If anyone deserves rest, it is he.

Because summer is almost over and it’s almost time to move again, I have slowly begun moving small loads into my new apartment. It’s a beautiful place with views of the Potomac. In the winter I’ll be able to see the Washington Monument and the Kennedy Center clearly from my windows. At first I wasn’t sure about moving to this particular place, but after seeing it I know it’s the right place for me.

Moving now holds more emotional urgency because of my father’s situation. I’ve already moved into a place of gratitude for the gift of time I’ve had with Daddy. Most of his brothers are gone, and, as he recently told me, “All the guys my age are dead.” I know when I see him tomorrow I’ll have to move to a place of acceptance: of his fragility, his suffering and his refusal to be treated for certain conditions.
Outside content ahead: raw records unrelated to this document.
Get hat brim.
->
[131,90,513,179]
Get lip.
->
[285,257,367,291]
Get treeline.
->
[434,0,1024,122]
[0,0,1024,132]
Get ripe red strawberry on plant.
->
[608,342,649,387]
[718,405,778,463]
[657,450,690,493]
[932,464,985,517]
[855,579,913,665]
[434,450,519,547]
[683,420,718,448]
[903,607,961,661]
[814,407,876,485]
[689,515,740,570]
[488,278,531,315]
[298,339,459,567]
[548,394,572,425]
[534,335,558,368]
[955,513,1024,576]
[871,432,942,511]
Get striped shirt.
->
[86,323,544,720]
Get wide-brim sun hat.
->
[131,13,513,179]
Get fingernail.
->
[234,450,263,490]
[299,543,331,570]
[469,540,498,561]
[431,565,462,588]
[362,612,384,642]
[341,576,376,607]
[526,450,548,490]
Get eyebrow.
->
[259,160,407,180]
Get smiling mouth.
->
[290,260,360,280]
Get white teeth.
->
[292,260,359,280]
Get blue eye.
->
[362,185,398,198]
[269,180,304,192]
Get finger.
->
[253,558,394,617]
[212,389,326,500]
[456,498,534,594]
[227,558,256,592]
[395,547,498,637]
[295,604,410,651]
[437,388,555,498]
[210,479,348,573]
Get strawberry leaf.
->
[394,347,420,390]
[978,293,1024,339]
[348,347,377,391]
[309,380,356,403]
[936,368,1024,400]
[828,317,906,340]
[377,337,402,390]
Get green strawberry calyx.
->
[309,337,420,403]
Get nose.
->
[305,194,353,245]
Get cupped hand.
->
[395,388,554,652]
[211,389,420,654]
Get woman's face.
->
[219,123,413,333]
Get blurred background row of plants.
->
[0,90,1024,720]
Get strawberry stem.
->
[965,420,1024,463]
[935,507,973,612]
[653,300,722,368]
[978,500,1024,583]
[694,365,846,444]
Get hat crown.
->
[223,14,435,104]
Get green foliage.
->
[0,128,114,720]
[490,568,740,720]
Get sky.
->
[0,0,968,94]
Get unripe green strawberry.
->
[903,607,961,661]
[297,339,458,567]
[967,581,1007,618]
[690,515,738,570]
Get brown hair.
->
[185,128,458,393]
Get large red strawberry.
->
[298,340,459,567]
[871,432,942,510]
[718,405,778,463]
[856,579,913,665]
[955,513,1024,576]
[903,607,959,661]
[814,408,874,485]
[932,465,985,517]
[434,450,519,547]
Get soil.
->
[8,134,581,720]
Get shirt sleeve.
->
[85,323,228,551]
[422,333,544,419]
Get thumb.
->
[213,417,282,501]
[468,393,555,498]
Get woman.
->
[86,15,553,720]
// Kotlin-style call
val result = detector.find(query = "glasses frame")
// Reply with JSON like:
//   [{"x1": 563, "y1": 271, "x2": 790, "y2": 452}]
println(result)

When I protest, my friends remind me to ask him what he wants. It is his life and he can live it—or not—as he will. I have to remind myself of what I’ve told others, “People choose the time of their death.” That could be 10 years away. Still when the end does come as Daddy so often reminds me that it will, I imagine my final movement will have to be to a place of grace beyond imagining.

2 comments:

  1. Hello Vikki... your words seem calm, the story poignant. The coincidence of reading your blog, your father's words 'I'm tired', and my conversation with my 90 year old mother coincide...coincidence?... She told me yesterday she was tired, that she had less and less energy each day. ... the future, yes, "a place of grace beyond imagining".. hugs to you.